Women in Iran are taking to the streets in massive protests following the death of 22-year-old Mahsa Amini, who died after she was arrested by “morality police” for allegedly breaking the country’s mandatory hijab law.
The death of Amini, who eyewitnesses say was beaten by police, has sparked anger against the mandatory hijab law and police brutality against women.
Videos on social media showed hundreds of women removing their headscarves, despite strict laws prohibiting it.
They chanted “Death to the dictator,” referring to Iranian President Ebrahim Raisi.
Some women are even burning their hijabs and cutting their hair in solidarity with Amini and all the women who have suffered under the regime.
Security forces have responded with force, beating protesters with batons and deploying metal pellets, tear gas, water cannons to disperse them.
At least eight people have been killed and hundreds injured, according to Amnesty International.
Four of the people died from injuries sustained from security forces firing metal pellets at close range, and at least two other people have lost sight in one or both eyes, the human rights group said.
Kurdish rights groups say police have killed at least seven protestors since Amini’s funeral five days ago, but authorities have denied those claims.

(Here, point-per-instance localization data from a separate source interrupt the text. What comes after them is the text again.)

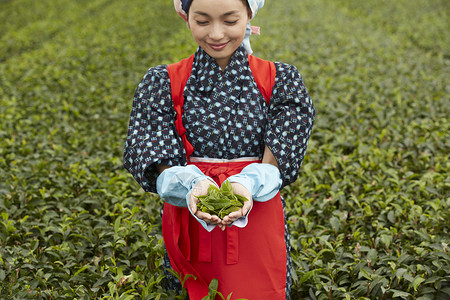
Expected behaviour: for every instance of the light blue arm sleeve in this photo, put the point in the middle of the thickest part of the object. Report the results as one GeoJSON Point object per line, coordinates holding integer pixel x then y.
{"type": "Point", "coordinates": [174, 184]}
{"type": "Point", "coordinates": [262, 180]}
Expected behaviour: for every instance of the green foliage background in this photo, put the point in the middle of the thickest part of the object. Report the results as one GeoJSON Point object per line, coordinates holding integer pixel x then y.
{"type": "Point", "coordinates": [369, 214]}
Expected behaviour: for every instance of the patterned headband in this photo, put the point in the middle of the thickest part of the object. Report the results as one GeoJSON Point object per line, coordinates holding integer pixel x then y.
{"type": "Point", "coordinates": [182, 7]}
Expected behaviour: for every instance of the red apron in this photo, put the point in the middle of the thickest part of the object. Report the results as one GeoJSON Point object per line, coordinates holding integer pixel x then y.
{"type": "Point", "coordinates": [249, 262]}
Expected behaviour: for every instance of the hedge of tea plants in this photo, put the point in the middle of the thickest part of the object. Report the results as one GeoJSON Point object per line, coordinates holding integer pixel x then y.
{"type": "Point", "coordinates": [369, 215]}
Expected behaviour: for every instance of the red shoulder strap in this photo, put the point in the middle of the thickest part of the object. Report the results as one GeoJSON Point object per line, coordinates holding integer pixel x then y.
{"type": "Point", "coordinates": [179, 74]}
{"type": "Point", "coordinates": [260, 70]}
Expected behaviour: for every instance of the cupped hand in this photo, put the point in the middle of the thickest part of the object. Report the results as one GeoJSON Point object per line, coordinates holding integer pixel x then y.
{"type": "Point", "coordinates": [200, 189]}
{"type": "Point", "coordinates": [240, 190]}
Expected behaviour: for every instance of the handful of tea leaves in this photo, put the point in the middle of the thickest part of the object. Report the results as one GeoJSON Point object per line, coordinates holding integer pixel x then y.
{"type": "Point", "coordinates": [220, 202]}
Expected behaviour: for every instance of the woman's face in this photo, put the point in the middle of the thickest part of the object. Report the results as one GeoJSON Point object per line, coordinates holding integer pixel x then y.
{"type": "Point", "coordinates": [218, 26]}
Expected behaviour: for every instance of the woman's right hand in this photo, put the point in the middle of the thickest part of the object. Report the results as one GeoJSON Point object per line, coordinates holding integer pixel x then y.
{"type": "Point", "coordinates": [200, 189]}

In response to the protests, the government has also started to restrict access to Instagram, one of the few social media platforms allowed.

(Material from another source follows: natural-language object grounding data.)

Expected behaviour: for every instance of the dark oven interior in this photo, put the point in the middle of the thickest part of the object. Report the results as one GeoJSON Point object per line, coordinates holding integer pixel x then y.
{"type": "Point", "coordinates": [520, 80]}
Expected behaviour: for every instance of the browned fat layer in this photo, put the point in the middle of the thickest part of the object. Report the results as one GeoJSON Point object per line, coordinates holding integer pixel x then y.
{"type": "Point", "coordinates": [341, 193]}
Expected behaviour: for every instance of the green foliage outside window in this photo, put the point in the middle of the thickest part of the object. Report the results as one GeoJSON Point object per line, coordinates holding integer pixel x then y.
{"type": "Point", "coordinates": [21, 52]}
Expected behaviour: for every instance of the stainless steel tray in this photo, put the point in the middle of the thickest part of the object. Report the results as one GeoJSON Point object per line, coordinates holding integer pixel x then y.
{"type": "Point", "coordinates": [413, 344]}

Whatsapp users in Iran have noticed they can only send texts and not photos, while Kurdish rights group Hengaw said that internet access had been cut in Kurdistan, where Amini was from, according to Reuters.
Internet watchdog Netblocks said the country is “now subject to the most severe internet restrictions since the November 2019 massacre.”
The protests have also shed light on the fight of Amini’s ethnic community, the Kurdish people.
The incident has increased tensions between the Iran government and the ethnic minority, who say the Iranian government has persecuted and oppressed them for decades.
As protests entered a fifth day, Raisi called his country “a model of justice and human rights” in an address to the United General Assembly on Wednesday Sep. 21 without mentioning the protests, the New York Times reported.
Since the 1979 Iranian revolution, women have been required to wear a hijab and modest clothing since the age of nine, but recently Iranian President Ebrahim Raisi has imposed a new set of restrictions to enforce the law.
The new restrictions have also brought a new wave of police brutality against women, with videos showing the violence committed by “morality police” against detained women.
The UN Human Rights Office said the “morality police’ had been expanding its street patrols in recent months and harassing and arresting women who were wearing “loose hijab”.
It said it had received and verified numerous videos of “morality police” slapping women across the face, beating them with batons and throwing them into vans.